Chicago Torture Justice Center works to expand reparations for police violence

Aislinn+Pulley%2C+co-executive+director+of+the+CTJC%2C+and+panelist+La+Tanya+Jenifor+Sublett.

Courtesy of the Center for Civic Engagemen

Aislinn Pulley, co-executive director of the CTJC, and panelist La Tanya Jenifor Sublett.

Samantha Aguilar, Reporter

Northwestern students traveled to the Chicago Torture Justice Center on Saturday to attend a panel on the history of police torture in Chicago and the future of the reparations ordinance in the city.

In 2015, the Chicago City Council unanimously approved the reparations ordinance put forward by city counselor Joe Moreno, and became the first municipality in the United States to provide reparations for racially motivated law enforcement violence. The ordinance was created to address the violence that occurred under Chicago police detective Jon Burge from 1972 to 1991. Burge led detectives in his South Side police district in torturing more than 100 black men to secure confessions. He was never prosecuted for his alleged crimes, including electrocution and smothering.

The ordinance provides financial compensation and free college education for victims of police violence, as well as a counseling center, public memorial, formal apology and education on police torture in Chicago public schools.

Co-executive director Aislinn Pulley said since its creation, the counseling center for Burge torture survivors became the Chicago Torture Justice Center and is working to expand the ordinance to include more survivors of police torture.

The Center for Civic Engagement and Asian American Studies co-sponsored the lecture, site visit, and panel that brought around 40 Northwestern students and faculty.

“The reparations ordinance is a historic win,” Pulley said. “That does not by any means mean that justice has been served.”

Panelist La Tanya Jenifor Sublett said at age 19, she went to the Chicago Police Department to turn in the perpetrator of a murder and provide information to detectives, who then suspected she had committed the crime. After 12 hours of interrogation and torture by police, Sublett signed a false confession statement. Two years later, she was sentenced to 42 years in prison for a crime she did not commit.
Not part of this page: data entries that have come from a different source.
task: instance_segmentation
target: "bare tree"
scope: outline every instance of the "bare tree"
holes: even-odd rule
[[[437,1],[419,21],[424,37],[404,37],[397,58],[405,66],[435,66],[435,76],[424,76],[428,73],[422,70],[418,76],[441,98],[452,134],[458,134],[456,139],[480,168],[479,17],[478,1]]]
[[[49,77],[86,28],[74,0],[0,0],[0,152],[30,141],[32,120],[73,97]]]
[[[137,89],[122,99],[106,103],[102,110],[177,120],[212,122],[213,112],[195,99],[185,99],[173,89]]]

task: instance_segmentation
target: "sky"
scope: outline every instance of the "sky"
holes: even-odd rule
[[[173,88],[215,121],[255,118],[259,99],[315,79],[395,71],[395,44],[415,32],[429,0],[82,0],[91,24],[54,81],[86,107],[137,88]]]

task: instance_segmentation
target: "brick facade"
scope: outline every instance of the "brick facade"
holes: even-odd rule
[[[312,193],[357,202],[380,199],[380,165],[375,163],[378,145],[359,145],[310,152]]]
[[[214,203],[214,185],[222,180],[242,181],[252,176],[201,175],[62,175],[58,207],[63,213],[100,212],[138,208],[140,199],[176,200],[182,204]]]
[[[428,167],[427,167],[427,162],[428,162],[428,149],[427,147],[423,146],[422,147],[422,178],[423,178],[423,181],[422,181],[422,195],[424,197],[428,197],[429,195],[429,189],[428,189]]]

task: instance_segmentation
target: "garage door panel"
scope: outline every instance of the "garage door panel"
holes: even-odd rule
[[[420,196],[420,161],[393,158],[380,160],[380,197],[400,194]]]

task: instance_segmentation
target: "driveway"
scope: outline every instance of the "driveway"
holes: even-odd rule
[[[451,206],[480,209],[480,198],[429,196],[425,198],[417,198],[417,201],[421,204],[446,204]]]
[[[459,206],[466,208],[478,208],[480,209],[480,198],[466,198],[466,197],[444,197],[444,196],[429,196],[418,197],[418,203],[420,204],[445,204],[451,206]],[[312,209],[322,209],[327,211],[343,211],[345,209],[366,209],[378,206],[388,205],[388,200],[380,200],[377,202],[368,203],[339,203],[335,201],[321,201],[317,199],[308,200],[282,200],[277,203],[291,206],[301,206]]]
“That is the system that we live in,” Sublett said. “That is the city that we live in.”

Sublett said she exhausted every judicial method to get out of prison and faced even more challenges upon re-entering society after 21 years in jail.

Seven years after her release, Sublett became a speaker and activist for the Chicago Torture Justice Center. She said her activism has given her the opportunity to hear from women with similar stories.

“I accept being the face even though sometimes at night after I hear stories from other women, I have to turn my face to the wall and cry for them because they won’t tell anybody,” Sublett said. “I used to be her.”

Weinberg freshman Kahsaia de Brito said the experience taught her the importance of talking about the mistreatment of racial minorities in history.

“The more that these issues are talked about, the more support they’ll get,” de Brito said. “Northwestern students have a goal to be civically engaged and create positive change and just knowing that this is one way to do that is important.”

The Center is currently working to spread awareness on torture survivor Gerald Reed who has been incarcerated for 29 years and has remained in prison 14 months after his conviction was overturned. They are currently preparing to enter what will likely be a long battle to expand the reparations ordinance in Chicago.

“You can call it reparations but sometimes it’s just called equity,” Sublett said.